No Charges in Breonna Taylor’s Death; One Officer Indicted for Stray Shots

A Louisville grand jury has indicted one of the three officers involved in the killing of Breonna Taylor on three counts of wanton endangerment for firing into a neighboring apartment.

But the grand jury did not indict any of the officers for shooting Taylor, the 26-year-old who was killed during a raid on her home on March 13.

The officer who was indicted is former Det. Brett Hankison. The two other officers, Sgt. Jonathan Mattingly and Det. Myles Cosgrove, were not indicted.

The Kentucky attorney general, Daniel Cameron, said that the investigation showed that Mattingly and Cosgrove were justified in returning fire.

“The truth is now before us. The facts have been examined, and a grand jury compromised of our peers and fellow citizens has made a decision,” Cameron said. “Justice is not often easy.

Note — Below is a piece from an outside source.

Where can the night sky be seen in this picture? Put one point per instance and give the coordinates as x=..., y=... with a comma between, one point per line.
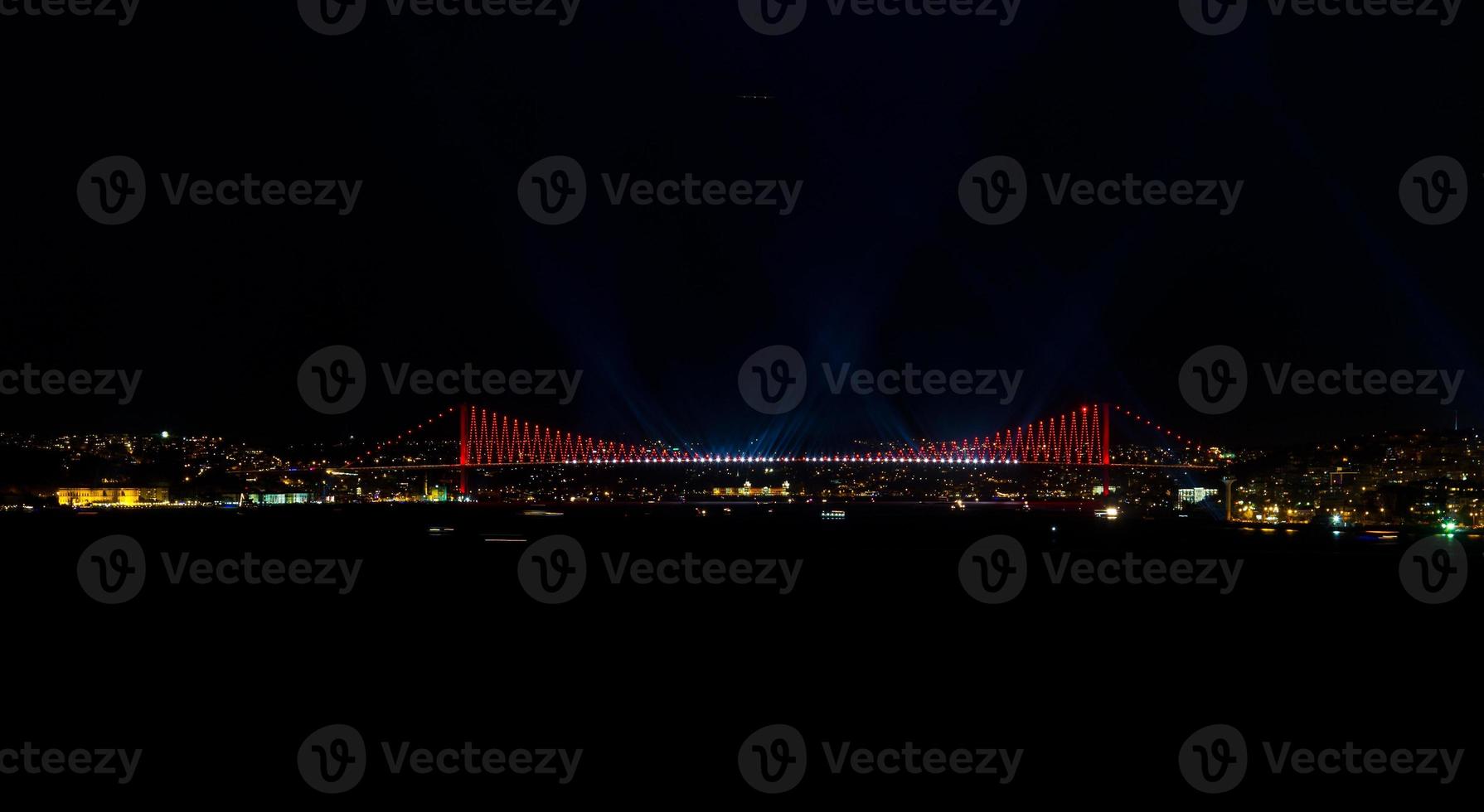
x=659, y=306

It does not fit the mold of public opinion, and it does not conform to shifting standards.”

The FBI is still investigating whether there was a violation of federal law.

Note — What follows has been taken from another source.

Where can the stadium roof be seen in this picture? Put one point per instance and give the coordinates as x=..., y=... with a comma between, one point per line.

Benjamin Crump, the Taylor family attorney, blasted the decision.

“This is outrageous and offensive!” Crump wrote on Twitter. “If Brett Hankison’s behavior was wanton endangerment to people in neighboring apartments, then it should have been wanton endangerment in Breonna Taylor’s apartment too. In fact, it should have been ruled wanton murder!”

Wanton endangerment is a class D felony, carrying a penalty of one to five years in prison, the Louisville Courier-Journal reported.

The city of Louisville has set a curfew in anticipation of protests.

At a news conference, Cameron warned against “mob justice.”

“There will be celebrities, influencers and activists who having never lived in Kentucky will try to tell us how to feel, suggesting they understand the facts of this case and that they know our community and the commonwealth better than we do. But they don’t,” Cameron said. “Let’s not give in to their attempts to influence our thinking or capture our emotions.”

The city had previously reached a record-setting $12 million settlement with Taylor’s family.